Allow your learning to unfold at its own pace. Sometimes we want to see quick results for our efforts. Bringing this mindset to Yoga may prompt you to go beyond your level of ability. Instead, remember that you have the rest of your life to practice Yoga. Work at a pace that is perfect for you.
4. Do not compete with yourself or with others in the class.

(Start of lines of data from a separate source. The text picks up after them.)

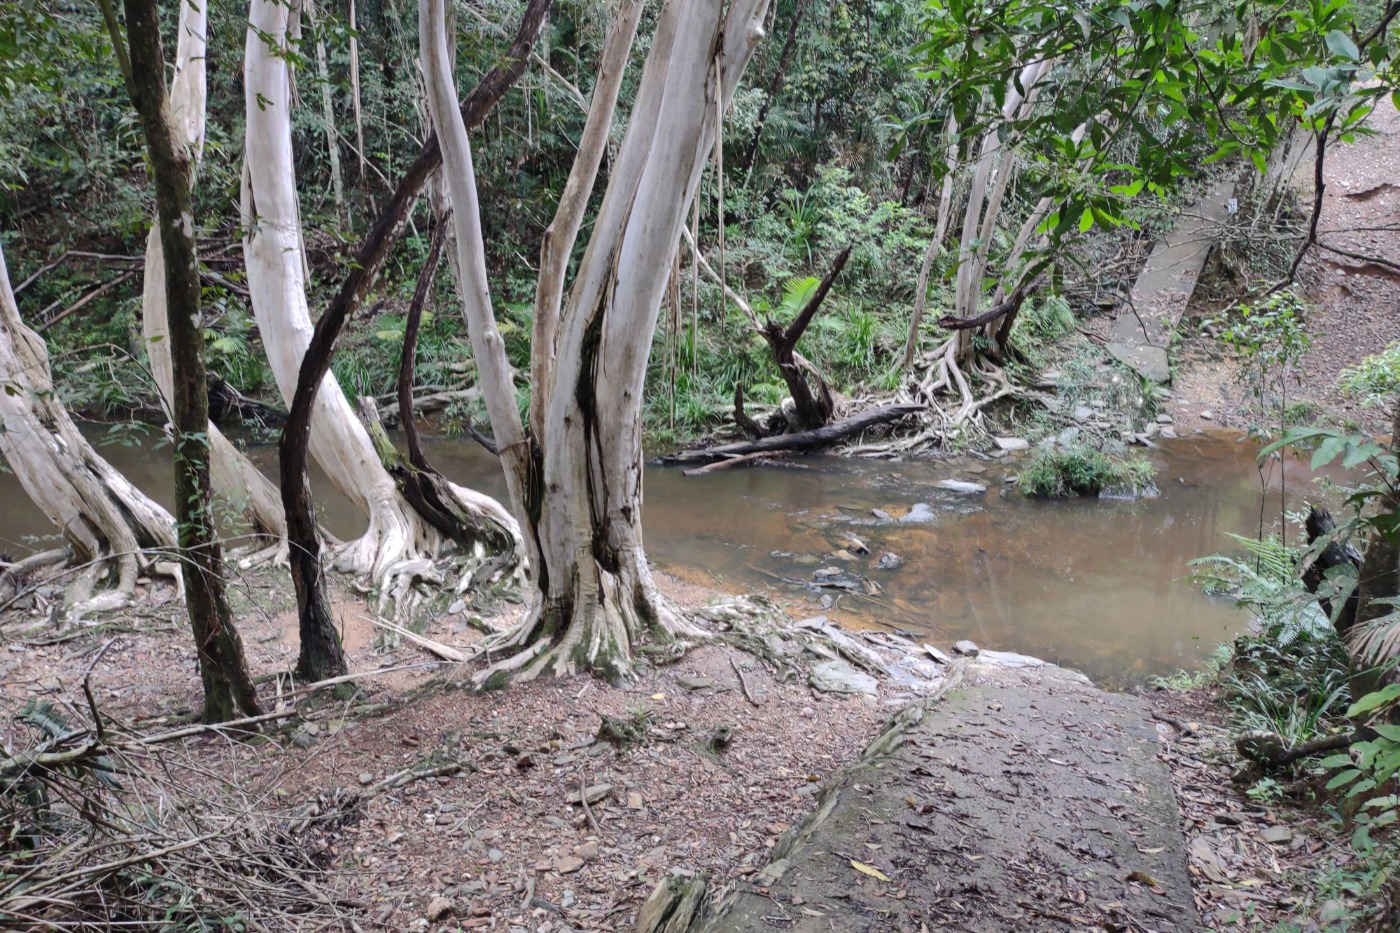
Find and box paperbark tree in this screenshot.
[136,0,287,558]
[422,0,771,682]
[117,0,262,722]
[0,240,176,616]
[244,0,519,680]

In the U.S., we live in a very competitive and achievement-oriented society. To please our ego, sometimes we try to compete with ourselves or with others in class. This competitiveness can result in injuries as we try to do more than we can. Yoga is about self knowledge, so there is no room for competition. Actually, competing with ourselves, or with others, interferes with our capacity to be fully present in the practice.
5. Enjoy being a beginner
People who have practiced yoga before may assume that they know the pose, which can result in a mechanical practice. Being new to Yoga gives you great advantages: First, you have no preconceived notions about the practice, which makes it easy to be open and pay attention to what is happening. Second, you have not developed bad habits. Moreover, in the book Anatomy of Hatha Yoga, David Coulter argues that the quality of our attention within the body determines if our practice is advanced Yoga or beginning Yoga. Thus, focus your attention on the practice and let the practice grow with your ability to focus.
6. Do not go into pain
Yoga is not about pain. As we said before Yoga is about integrating breath, body and mind. Always pay attention to how you feel before performing a pose, as you move into the pose and after the pose. At the first sign of resistance (mental, physical, respiratory), stop, back off a bit, normalize your breath and observe what is happening. As you become more comfortable in the pose you might be able to explore the source of resistance. Whatever you do, do not go into pain.
7. Breathe continuously.
The breath is the main axis for Yoga practice. Because the breath exists only in the present moment, attention to the breath brings your awareness to the practice. Use the breath as a focusing device by checking that you are breathing through your nose with smooth and even breath throughout the whole practice. This might be more challenging that you expect!
8. Take a break whenever you need to.
It is perfectly fine to stop when we need to stop. Remember that being present includes resting when we need to. A good pose to take a break is child’s pose. Besides, we have the rest of our life to practice Yoga!
9. Be responsible.
Awareness is a key component of Yoga practice. Remember that you are responsible for your actions. So, it is up to you to determine if the activities offered by the teacher are appropriate for you. By doing this, you are preparing for developing your personal practice.
10. Notice the effects.
Throughout the day, notice the effects of your Yoga practice, enjoy how you feel. If you feel better after practicing Yoga, use this feeling as a strong motivation to practice again.
I hpe these ideas are helpful to you as you decide to start practicing Yoga.